Streaming and long-form reality check
CosyVoice is attractive when a demo clip sounds natural, but production use depends on whether the same voice survives streaming, prompt variation, and longer text. Treat CosyVoice as a stronger candidate for pre-produced narration than for live voice agents until your own first-audio latency and chunk-stability checks pass.
Failure mode
What users notice
What to test before shipping
First-chunk latency
The assistant feels slow even if the full clip renders quickly
Measure time to first audible audio, not only full-file real-time factor
Stutter
Short repeats or broken rhythm during streaming
Test the same text in batch and streaming paths, then compare artifacts
Voice drift
The speaker changes across chunks or segments
Reuse the same reference handling and compare multi-paragraph outputs
Swallowed words
Words disappear or merge in longer prompts
Keep a held-out script with names, numbers, punctuation, and short clauses
Prompt leakage
Formatting or reference text affects the spoken output
Test clean text, markdown-like text, and segmented text separately
Long-text collapse
Quality drops after the first 20 to 30 seconds
Evaluate the actual passage length you plan to publish, not only a one-sentence sample
Checkpoint churn
A later checkpoint sounds worse even when loss looks better
Preserve checkpoints and run listening checks every few epochs
The practical split is simple: use CosyVoice when you can batch-generate, review, cut, and regenerate audio before publishing. Prefer Qwen3-TTS for latency-first voice agents, VoxCPM 1.5 for the lowest-friction fine-tuned production path, or the TTS model decision tree when licensing, hardware, or voice-cloning quality is the first constraint.
What the LoRA rerun fixed
The corrected LoRA run addressed all three failure modes:
1. LoRA instead of full SFT
└─ 2.16M trainable params (0.44%) via PEFT
└─ 8.3 MB checkpoints (480x smaller)
└─ No catastrophic forgetting - base model frozen
2. Stable training curve
└─ 12 epochs of genuine improvement (vs 1 for full SFT)

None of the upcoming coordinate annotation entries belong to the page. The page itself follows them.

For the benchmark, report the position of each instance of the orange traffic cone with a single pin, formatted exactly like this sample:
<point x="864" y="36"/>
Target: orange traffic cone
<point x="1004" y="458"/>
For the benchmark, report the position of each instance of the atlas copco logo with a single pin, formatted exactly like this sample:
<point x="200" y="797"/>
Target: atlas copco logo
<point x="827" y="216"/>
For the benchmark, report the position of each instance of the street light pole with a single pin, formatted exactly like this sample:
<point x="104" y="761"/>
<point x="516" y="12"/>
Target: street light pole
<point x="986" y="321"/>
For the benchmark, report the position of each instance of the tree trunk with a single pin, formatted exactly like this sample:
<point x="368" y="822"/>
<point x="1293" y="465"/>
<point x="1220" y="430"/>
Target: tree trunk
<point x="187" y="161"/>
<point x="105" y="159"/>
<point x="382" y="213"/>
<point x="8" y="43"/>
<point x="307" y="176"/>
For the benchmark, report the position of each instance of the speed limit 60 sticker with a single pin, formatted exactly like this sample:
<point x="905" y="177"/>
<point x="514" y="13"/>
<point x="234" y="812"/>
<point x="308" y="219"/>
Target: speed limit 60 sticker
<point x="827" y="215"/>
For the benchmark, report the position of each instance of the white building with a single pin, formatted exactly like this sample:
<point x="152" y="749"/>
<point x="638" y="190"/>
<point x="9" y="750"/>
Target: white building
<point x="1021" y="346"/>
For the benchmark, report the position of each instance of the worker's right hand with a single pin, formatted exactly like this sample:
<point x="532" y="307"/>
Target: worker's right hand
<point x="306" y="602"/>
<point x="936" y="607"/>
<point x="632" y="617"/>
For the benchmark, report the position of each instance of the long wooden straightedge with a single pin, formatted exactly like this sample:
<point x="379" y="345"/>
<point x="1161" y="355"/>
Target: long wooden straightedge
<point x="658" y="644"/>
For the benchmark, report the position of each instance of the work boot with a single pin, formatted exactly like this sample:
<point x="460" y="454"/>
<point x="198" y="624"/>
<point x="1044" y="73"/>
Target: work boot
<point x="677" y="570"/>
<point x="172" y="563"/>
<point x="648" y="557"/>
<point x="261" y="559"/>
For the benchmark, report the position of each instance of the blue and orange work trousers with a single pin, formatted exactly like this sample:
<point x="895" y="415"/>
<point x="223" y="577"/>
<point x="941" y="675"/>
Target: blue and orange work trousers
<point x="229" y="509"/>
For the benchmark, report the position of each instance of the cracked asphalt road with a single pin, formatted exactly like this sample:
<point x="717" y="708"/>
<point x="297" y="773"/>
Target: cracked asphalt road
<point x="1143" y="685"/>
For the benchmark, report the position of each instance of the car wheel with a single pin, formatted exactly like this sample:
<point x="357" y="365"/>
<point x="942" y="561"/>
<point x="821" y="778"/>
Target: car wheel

└─ Grad norm stayed at 1.4-4.0 (no explosion)
└─ CV loss bottomed at 3.044 (epoch 12)
3. All checkpoints preserved
└─ 200 checkpoints at 8.3 MB each = 1.7 GB total
└─ Best epoch (12) available for evaluation
└─ Compare: old run had 43 checkpoints at 4 GB each = 174 GB
Is CosyVoice LoRA fine-tuning worth trying on a 24GB GPU?
Yes. The LoRA rerun peaked at 6.96 GB VRAM on an RTX 3090 Ti. The companion repo (instavar/cosyvoice3-lora-finetuning) has the PEFT-integrated training script and 9 documented pitfalls.
Why did the first run fail?
The first run used full SFT (all 506M parameters), not LoRA. This caused catastrophic forgetting after epoch 1. The corrected LoRA rerun (2.16M params, LR 5e-5) trained stably for 12 epochs.
What learning rate should I use?
5e-5 for LoRA (not 1e-5, which was used for full SFT). The first run's artifact path female01_cv3_lr1e5_run1 reflects the full SFT LR. The LoRA rerun used female01_cv3_lora_lr5e5_run1.